West Fargo Mayor Bernie Dardis said he caught "a lot of hell" when meeting with the BLM group.
"I was embarrassed and humbled because they were right and I was wrong," he said.
Dardis said residents need to know that "we are all one."
"We have to figure it out," he said. "Our values have to be that we condemn racism. We have to be compassionate. We have to live with one another. We have to love one another."
Fargo Mayor Tim Mahoney said leaders, including Fargo Police Chief David Todd who is soon retiring, are listening.
He invited people to "help us pick a new police chief."
"We want our communities to be an embracing community," said Mahoney, who pledged to work with people through the summer and into the fall on the issues.
Moorhead's first black mayor, Johnathan Judd, said he was up for the challenge and expects to be held accountable, but said the mayors can't do it alone.
"We will do this together as a region, as a community," he said.
As for law enforcement, he said, "this is an excellent opportunity for us to be creative in how we connect and build relationships with the communities that exist within our cities."
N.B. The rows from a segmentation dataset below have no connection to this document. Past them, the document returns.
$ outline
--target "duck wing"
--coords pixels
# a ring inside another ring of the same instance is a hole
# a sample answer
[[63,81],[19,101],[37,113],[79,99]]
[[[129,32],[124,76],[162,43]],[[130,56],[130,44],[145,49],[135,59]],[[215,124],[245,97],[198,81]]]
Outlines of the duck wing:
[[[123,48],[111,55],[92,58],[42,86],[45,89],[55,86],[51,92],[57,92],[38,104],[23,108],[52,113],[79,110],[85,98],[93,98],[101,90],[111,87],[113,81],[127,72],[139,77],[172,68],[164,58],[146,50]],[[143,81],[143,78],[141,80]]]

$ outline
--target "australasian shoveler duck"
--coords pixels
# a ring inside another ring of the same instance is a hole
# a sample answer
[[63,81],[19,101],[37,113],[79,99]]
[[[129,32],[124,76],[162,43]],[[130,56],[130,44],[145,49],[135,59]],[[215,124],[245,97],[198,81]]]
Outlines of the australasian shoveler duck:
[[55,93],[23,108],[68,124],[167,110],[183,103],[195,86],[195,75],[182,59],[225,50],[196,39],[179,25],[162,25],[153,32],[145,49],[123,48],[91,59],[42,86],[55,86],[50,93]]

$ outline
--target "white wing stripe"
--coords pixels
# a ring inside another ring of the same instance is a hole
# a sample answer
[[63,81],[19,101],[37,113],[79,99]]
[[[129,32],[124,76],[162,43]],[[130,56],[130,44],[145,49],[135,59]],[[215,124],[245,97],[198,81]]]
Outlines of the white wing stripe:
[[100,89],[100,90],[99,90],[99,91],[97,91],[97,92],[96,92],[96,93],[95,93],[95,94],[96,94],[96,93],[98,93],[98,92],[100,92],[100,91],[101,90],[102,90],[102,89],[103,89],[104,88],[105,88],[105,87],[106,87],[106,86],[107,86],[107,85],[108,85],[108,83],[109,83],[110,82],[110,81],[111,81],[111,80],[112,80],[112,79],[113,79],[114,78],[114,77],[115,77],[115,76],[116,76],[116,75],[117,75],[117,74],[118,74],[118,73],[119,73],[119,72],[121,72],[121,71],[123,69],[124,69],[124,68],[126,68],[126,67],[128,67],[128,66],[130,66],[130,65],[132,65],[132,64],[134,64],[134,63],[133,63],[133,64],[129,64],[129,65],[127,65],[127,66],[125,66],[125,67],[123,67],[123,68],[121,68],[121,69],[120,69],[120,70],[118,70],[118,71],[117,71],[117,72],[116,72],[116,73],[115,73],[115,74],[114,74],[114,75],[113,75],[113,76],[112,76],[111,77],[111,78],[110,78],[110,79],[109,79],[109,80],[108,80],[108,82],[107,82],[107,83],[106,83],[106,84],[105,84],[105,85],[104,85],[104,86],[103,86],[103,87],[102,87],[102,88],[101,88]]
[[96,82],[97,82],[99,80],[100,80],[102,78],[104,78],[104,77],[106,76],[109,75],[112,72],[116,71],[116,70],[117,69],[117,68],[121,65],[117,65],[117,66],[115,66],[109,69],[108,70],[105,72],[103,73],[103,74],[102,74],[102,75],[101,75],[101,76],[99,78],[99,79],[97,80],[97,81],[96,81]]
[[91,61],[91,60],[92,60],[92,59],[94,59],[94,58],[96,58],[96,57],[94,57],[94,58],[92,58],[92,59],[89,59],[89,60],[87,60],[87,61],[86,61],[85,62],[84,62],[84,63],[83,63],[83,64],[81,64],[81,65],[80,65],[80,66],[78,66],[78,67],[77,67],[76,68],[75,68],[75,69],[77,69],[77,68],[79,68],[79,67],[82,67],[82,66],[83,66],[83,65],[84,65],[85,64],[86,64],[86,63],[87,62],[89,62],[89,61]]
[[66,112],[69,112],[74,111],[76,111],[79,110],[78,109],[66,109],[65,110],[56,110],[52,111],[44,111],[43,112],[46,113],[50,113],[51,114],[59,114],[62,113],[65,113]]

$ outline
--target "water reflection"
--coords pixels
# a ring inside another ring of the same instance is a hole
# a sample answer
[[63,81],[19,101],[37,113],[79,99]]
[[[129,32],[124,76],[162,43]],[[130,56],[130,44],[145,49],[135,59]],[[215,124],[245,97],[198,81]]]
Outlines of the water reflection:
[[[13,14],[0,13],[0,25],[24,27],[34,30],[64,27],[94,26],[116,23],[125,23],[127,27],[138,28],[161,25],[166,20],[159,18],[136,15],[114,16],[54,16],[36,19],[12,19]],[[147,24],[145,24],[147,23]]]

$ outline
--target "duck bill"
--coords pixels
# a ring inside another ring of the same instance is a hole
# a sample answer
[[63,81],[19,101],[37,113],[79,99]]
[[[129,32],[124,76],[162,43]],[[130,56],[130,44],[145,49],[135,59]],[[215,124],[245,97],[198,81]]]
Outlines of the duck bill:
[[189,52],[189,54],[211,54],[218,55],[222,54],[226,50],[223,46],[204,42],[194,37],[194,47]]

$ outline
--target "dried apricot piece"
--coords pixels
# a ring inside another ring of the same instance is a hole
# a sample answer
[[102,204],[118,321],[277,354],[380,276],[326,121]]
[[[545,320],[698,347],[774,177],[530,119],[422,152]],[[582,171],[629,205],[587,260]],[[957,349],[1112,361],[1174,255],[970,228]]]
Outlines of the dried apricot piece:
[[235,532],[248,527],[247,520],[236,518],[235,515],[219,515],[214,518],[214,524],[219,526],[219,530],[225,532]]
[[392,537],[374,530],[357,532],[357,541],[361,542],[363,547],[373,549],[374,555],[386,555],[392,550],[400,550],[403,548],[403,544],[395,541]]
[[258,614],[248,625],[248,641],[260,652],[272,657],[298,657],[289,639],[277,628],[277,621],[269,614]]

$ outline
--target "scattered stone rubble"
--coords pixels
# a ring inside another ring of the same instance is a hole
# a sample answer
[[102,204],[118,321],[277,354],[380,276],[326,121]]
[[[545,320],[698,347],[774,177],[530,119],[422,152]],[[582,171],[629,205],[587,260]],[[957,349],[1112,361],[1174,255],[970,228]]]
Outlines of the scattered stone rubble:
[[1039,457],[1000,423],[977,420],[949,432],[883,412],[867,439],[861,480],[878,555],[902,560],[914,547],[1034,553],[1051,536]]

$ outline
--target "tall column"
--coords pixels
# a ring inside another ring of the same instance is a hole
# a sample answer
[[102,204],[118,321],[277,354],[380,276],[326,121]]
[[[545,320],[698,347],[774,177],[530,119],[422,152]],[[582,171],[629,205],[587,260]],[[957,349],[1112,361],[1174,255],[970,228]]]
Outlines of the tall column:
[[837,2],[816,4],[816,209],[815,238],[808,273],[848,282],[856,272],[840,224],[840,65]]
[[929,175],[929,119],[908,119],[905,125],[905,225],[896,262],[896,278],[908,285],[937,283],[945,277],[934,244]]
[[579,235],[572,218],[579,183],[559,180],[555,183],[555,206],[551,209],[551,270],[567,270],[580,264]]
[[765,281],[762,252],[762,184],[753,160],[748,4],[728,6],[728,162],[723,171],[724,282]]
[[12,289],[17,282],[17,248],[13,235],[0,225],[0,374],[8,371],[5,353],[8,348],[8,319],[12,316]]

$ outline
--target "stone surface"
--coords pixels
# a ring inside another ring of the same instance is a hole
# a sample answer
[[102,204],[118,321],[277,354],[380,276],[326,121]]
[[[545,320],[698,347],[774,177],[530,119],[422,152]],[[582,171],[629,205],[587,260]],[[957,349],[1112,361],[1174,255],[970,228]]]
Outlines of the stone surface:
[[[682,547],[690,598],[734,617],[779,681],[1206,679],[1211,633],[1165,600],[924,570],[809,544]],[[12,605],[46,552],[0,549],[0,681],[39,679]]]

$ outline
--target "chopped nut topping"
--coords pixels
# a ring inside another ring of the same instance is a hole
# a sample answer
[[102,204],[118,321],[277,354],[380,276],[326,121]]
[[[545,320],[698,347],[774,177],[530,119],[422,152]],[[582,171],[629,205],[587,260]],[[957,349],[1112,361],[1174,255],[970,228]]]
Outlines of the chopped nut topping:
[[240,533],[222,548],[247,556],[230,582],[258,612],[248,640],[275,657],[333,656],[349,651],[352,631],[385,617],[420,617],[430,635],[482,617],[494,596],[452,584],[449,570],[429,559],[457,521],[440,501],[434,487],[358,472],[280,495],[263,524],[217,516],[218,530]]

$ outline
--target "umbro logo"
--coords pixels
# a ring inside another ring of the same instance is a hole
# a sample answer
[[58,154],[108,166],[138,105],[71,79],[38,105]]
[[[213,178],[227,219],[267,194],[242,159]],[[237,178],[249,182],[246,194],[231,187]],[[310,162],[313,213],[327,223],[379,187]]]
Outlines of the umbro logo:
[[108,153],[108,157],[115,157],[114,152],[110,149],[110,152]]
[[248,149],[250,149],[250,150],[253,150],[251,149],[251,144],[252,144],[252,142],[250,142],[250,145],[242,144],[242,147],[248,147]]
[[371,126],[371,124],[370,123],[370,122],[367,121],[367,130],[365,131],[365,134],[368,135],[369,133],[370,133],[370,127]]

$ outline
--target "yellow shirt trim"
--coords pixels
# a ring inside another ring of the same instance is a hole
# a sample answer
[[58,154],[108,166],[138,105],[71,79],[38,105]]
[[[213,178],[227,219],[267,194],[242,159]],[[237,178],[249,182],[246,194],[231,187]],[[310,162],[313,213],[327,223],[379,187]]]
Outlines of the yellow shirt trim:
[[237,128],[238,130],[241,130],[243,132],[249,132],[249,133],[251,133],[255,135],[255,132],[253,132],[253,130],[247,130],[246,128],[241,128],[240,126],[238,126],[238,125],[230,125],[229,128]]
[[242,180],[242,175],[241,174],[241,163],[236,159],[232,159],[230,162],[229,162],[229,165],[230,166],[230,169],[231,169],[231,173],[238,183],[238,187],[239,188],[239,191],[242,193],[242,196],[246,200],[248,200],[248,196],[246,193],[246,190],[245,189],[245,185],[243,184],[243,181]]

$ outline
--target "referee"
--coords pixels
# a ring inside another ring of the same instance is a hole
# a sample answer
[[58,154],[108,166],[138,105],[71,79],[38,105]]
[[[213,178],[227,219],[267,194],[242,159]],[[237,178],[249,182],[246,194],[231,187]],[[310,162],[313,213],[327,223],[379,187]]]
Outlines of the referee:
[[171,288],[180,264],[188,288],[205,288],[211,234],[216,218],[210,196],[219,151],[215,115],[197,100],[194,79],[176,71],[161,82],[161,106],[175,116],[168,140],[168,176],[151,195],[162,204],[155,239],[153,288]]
He pledged to look at innovative ways to increase diversity, including in law enforcement.
State Teacher of the Year Sara Medalen, who works with students in a high poverty Minot elementary school, said she wanted to be a voice for black and brown children.
Schools can work harder on teaching students about inclusiveness and awareness "so they can thrive in what is a diverse world," she said
"We need to build schools that are a place of social justice, love, joy and anti-racism," Medalen added. "I love my black and brown students and don't ever want to hear about the tragic death of one of my students because of the color of their skin."
Ritchell Aboah, an event organizer who is running for a seat on the Fargo City Commission, said the gathering was a "giant step forward."
"We are at the table," she said about conversations with local leaders.
She said the "historical movement underway" will need to hold the leaders accountable, but also said businesses and the media need to not be silent about injustices.
Aboah pointed to the good start by giving credit to Todd, whom she believes has "shown tremendously that he doesn't want to see injustice for our people."
However, as organizer and Minnesota State University Moorhead student Joseph Lewis pointed out, "injustice to one is injustice to everyone."
Lewis said Judd told them work on changes was "maybe a five-year project."
"He's right, but at least we have a fresh start," Lewis said.